This paper aims to address three key issues: How to enhance planning efficiency using hierarchical planning? How to plan the motion of the robot's base and foot-points? How to utilize the results of hierarchical planning to realize robot motion? In this work, we make three significant contributions:

(1) We devise a base motion planner, formulating the base trajectory planning problem as a constrained nonlinear optimization problem. By employing the Lagrangian method, we attain the desired optimal solution to facilitate motion planning for the robot's base.

(2) We establish a base turning planner based on the TOPSIS method, enabling the robot to turn to an optimal initial pose, facilitating movement along the specified direction.

(3) We propose a gait motion planner based on the MD3QN algorithm, designing a mask during the action selection and designing a reward function, thereby enabling autonomous learning of the robot foot-points. By integrating the outcomes of the above two planners, the robot can move on the tube plate flexibly and efficiently along the desired trajectory. Experimental validation demonstrates the effectiveness and advancement of the MD3QN algorithm.

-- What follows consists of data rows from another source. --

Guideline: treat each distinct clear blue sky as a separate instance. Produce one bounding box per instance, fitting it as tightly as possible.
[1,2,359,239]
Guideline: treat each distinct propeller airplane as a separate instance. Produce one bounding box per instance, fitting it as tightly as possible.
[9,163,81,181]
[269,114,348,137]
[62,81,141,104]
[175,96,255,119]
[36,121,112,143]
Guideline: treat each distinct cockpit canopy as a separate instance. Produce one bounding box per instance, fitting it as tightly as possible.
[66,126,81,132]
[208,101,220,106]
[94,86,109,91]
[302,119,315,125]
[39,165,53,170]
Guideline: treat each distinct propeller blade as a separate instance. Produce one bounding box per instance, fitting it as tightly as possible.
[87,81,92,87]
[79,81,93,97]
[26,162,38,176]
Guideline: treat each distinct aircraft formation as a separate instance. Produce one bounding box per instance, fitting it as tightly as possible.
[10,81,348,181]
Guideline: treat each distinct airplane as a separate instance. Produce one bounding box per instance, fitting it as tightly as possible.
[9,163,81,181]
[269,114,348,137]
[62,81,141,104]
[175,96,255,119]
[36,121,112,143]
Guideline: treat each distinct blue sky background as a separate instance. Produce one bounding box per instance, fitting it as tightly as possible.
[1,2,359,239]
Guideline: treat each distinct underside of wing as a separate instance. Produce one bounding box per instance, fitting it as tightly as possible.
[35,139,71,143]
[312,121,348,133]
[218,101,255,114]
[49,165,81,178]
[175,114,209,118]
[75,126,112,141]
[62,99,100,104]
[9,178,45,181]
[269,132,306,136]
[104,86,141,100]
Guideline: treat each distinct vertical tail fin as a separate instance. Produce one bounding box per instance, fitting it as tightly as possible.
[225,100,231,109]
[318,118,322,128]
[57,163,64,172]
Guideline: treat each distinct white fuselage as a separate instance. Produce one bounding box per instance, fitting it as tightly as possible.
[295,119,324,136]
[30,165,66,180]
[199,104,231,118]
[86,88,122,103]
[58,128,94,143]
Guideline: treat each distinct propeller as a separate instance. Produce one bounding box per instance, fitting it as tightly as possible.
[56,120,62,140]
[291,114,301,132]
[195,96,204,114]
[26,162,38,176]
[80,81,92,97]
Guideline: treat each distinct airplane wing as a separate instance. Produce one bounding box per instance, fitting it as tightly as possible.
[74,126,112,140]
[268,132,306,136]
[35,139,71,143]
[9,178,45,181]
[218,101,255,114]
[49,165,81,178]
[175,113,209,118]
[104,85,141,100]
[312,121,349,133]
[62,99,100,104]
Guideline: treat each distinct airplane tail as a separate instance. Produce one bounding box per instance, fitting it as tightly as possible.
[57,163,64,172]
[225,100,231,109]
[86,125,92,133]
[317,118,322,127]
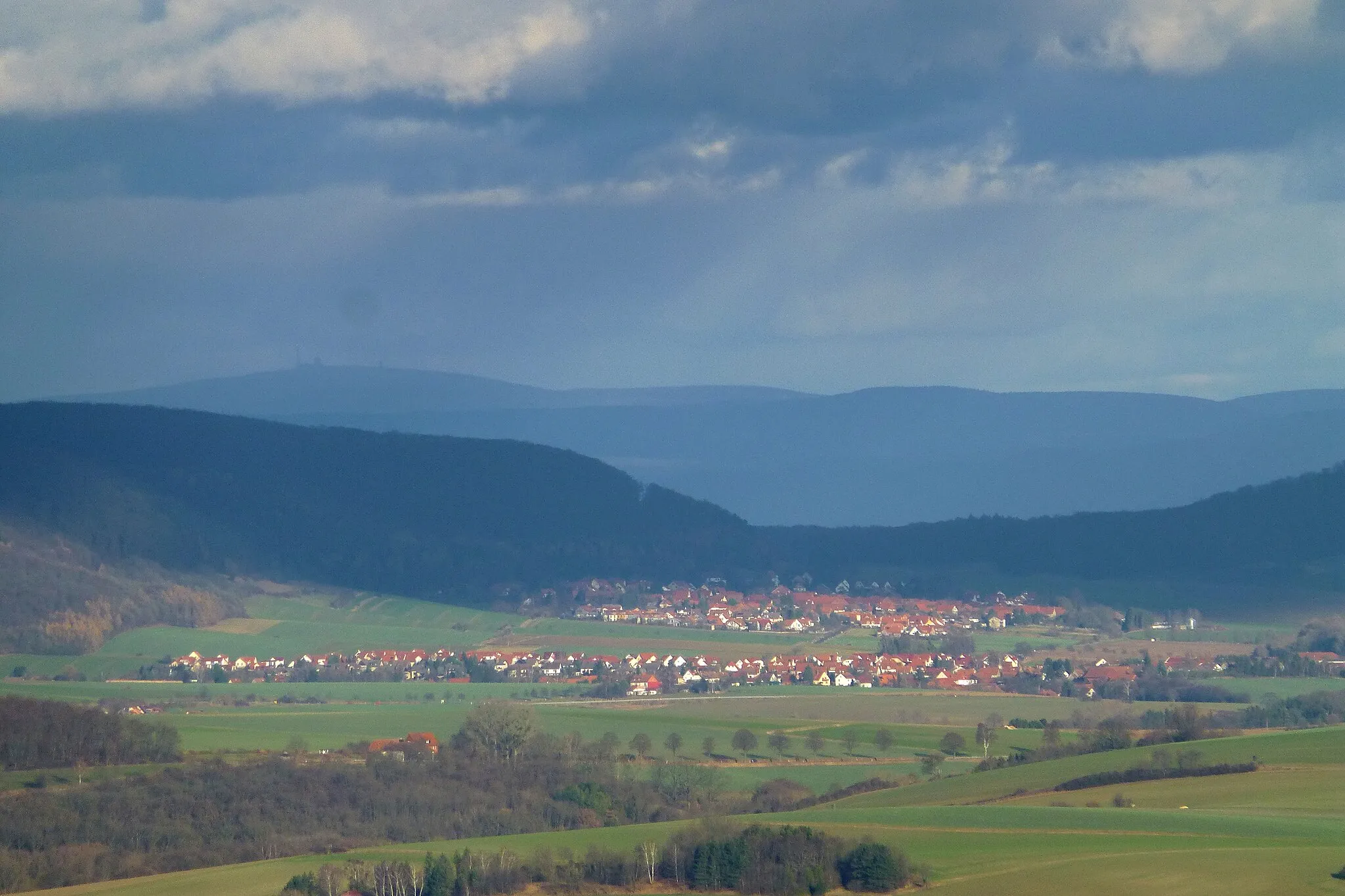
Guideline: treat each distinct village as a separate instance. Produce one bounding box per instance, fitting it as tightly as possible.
[570,579,1065,638]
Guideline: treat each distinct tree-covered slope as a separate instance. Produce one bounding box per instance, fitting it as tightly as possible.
[0,403,749,597]
[0,403,1345,612]
[766,463,1345,588]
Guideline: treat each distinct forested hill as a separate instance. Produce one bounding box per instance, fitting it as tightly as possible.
[0,403,1345,602]
[765,463,1345,589]
[0,403,751,598]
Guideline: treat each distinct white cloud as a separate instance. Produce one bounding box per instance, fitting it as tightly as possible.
[1038,0,1319,74]
[0,0,590,113]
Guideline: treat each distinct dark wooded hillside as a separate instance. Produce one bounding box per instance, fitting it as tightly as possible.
[0,403,751,597]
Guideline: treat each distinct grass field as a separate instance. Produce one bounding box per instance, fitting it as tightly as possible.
[812,725,1345,811]
[1202,675,1345,702]
[1005,764,1345,811]
[11,595,1345,896]
[33,729,1345,896]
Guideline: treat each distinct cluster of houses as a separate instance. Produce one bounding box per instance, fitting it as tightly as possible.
[171,649,1044,696]
[573,579,1065,637]
[468,650,1021,696]
[162,647,1205,696]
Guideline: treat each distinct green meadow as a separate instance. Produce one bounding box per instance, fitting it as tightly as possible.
[33,728,1345,896]
[8,595,1345,896]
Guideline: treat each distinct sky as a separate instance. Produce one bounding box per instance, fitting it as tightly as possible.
[0,0,1345,400]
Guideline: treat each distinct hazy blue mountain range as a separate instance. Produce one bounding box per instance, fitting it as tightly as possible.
[65,366,1345,525]
[0,403,1345,620]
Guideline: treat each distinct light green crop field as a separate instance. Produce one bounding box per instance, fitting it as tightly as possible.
[1201,675,1345,702]
[0,595,526,678]
[37,729,1345,896]
[1124,622,1302,643]
[819,725,1345,811]
[1003,764,1345,817]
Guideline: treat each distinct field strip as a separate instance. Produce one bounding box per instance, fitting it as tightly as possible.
[929,846,1323,889]
[802,827,1248,849]
[202,616,282,634]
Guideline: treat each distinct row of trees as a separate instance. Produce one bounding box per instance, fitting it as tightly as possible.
[282,825,924,896]
[0,702,710,892]
[0,697,181,770]
[609,728,897,759]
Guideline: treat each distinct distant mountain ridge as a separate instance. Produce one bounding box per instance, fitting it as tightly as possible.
[58,366,1345,525]
[63,364,805,417]
[0,403,1345,620]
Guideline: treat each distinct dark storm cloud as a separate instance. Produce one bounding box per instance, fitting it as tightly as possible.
[0,0,1345,398]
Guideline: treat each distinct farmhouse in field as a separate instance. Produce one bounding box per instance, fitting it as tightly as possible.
[368,731,439,759]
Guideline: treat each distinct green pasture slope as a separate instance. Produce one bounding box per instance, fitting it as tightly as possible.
[826,725,1345,811]
[0,681,1091,764]
[42,728,1345,896]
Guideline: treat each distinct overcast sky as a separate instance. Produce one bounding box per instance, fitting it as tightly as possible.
[0,0,1345,400]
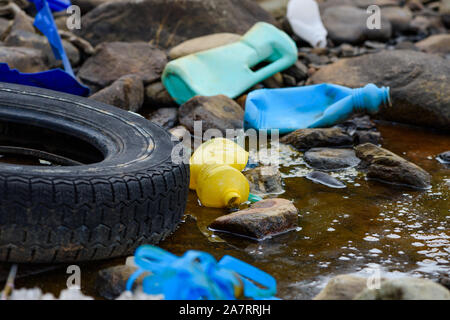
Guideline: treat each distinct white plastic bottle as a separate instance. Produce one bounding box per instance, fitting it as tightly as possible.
[287,0,327,48]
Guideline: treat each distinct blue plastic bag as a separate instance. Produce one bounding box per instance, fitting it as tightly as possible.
[127,245,276,300]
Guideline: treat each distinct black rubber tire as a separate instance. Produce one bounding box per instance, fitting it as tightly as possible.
[0,83,189,263]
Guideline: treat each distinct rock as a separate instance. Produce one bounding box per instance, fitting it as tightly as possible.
[280,128,353,150]
[77,0,276,49]
[322,6,392,44]
[210,198,298,240]
[438,151,450,163]
[416,34,450,55]
[381,6,413,33]
[244,166,283,195]
[313,274,367,300]
[145,81,178,108]
[305,148,361,170]
[78,42,167,88]
[355,278,450,300]
[310,50,450,129]
[355,143,431,189]
[4,30,80,69]
[90,74,144,112]
[95,265,142,300]
[147,108,178,130]
[0,47,47,73]
[169,33,241,59]
[179,95,244,134]
[305,171,347,189]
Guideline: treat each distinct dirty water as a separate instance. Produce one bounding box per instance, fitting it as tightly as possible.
[1,123,450,299]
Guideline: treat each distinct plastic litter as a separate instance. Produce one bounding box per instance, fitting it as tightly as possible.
[162,22,298,104]
[287,0,328,48]
[189,138,250,208]
[244,83,391,134]
[127,245,276,300]
[0,0,90,96]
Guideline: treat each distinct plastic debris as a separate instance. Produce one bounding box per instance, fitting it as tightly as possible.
[162,22,298,104]
[0,0,90,96]
[127,245,276,300]
[287,0,328,48]
[244,83,391,134]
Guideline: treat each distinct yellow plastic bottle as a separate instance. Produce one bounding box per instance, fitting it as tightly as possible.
[197,164,250,208]
[189,138,248,190]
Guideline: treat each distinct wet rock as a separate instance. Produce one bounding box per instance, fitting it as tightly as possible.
[179,95,244,134]
[305,148,361,170]
[314,274,367,300]
[305,171,347,189]
[210,198,298,240]
[355,278,450,300]
[147,108,178,129]
[381,6,413,33]
[77,0,276,49]
[280,128,353,150]
[95,265,142,300]
[0,47,48,73]
[438,151,450,163]
[322,6,392,44]
[145,81,178,108]
[355,143,431,189]
[4,30,80,69]
[416,34,450,55]
[244,166,283,195]
[169,33,241,59]
[78,42,167,88]
[90,74,144,112]
[310,50,450,129]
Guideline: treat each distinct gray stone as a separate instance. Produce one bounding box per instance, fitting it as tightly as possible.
[244,166,283,195]
[147,108,178,129]
[0,47,48,73]
[355,278,450,300]
[95,265,142,300]
[314,274,367,300]
[78,42,167,88]
[77,0,276,49]
[416,34,450,56]
[179,95,244,134]
[305,148,361,170]
[90,74,144,112]
[169,33,242,59]
[355,143,431,189]
[280,128,353,150]
[310,50,450,129]
[210,199,298,240]
[322,6,392,44]
[305,171,347,189]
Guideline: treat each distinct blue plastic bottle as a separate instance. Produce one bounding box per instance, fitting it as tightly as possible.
[244,83,390,134]
[162,22,298,104]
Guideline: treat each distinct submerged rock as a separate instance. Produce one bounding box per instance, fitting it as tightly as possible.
[311,50,450,130]
[305,171,347,189]
[305,148,361,170]
[355,143,431,189]
[179,95,244,134]
[355,278,450,300]
[244,166,283,195]
[77,0,276,49]
[169,33,241,59]
[95,265,142,300]
[78,42,167,89]
[90,74,144,112]
[210,199,298,240]
[280,128,353,150]
[322,6,392,44]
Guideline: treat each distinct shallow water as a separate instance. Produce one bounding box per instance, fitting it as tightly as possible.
[3,124,450,299]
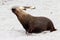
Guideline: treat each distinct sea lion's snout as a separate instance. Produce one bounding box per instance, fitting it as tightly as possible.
[11,8,16,12]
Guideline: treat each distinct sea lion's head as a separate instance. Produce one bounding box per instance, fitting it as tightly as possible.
[12,6,35,13]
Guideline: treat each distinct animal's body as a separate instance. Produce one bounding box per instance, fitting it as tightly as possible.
[12,7,56,33]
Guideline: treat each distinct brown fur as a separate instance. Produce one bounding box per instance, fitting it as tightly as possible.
[12,8,56,33]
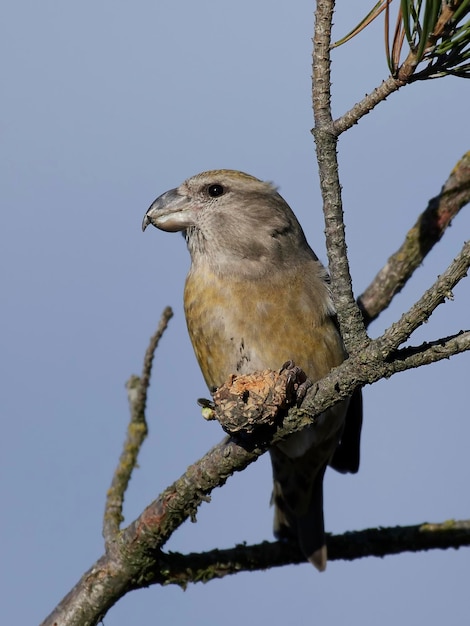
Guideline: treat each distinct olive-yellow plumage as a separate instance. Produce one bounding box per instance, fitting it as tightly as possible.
[143,170,362,570]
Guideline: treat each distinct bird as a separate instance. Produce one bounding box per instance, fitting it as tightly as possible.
[142,169,362,571]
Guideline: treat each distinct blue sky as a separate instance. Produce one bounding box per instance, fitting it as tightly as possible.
[0,0,470,626]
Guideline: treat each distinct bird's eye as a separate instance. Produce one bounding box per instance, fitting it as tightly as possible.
[207,184,225,198]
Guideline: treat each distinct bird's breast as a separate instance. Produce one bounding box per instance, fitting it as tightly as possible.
[184,267,344,388]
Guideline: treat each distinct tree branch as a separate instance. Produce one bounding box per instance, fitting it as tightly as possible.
[148,520,470,588]
[312,0,368,354]
[358,152,470,325]
[103,307,173,546]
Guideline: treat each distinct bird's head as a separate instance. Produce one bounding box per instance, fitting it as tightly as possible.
[142,170,316,276]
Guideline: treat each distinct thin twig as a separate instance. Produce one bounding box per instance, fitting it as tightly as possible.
[377,241,470,358]
[103,307,173,549]
[358,152,470,325]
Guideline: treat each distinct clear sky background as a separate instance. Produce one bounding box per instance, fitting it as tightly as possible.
[0,0,470,626]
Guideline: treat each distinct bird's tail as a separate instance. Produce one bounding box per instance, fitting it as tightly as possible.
[270,448,327,571]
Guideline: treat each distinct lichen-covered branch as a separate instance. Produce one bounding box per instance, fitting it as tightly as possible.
[149,520,470,587]
[312,0,368,353]
[358,152,470,324]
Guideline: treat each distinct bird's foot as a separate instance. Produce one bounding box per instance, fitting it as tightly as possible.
[279,360,313,407]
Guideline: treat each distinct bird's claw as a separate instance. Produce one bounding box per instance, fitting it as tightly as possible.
[197,398,216,421]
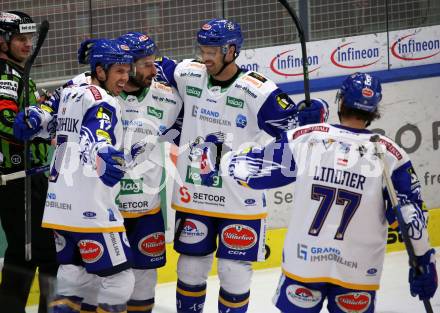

The chapter arrangement of the paper is as follows. Section 2 presents the related work, and Section 3 introduces the structure of the robot, analyzing its motion characteristics and kinematics. Section 4 outlines the proposed algorithm. Section 5 provides experimental validation, and finally, the conclusion is presented.

2. Related Work

Early scholars typically employed model-based approaches for the motion planning of quadruped robots. The leg motion problem was transformed into a mathematical optimization problem, generating motion plans for quadruped robots facing complex terrain and tasks [7]. While this mathematical modeling approach is simple and feasible, it necessitates the establishment of sufficiently accurate models to compute a single trajectory optimization formula for leg motion, thereby determining the robot's gait sequence and foot placement [8].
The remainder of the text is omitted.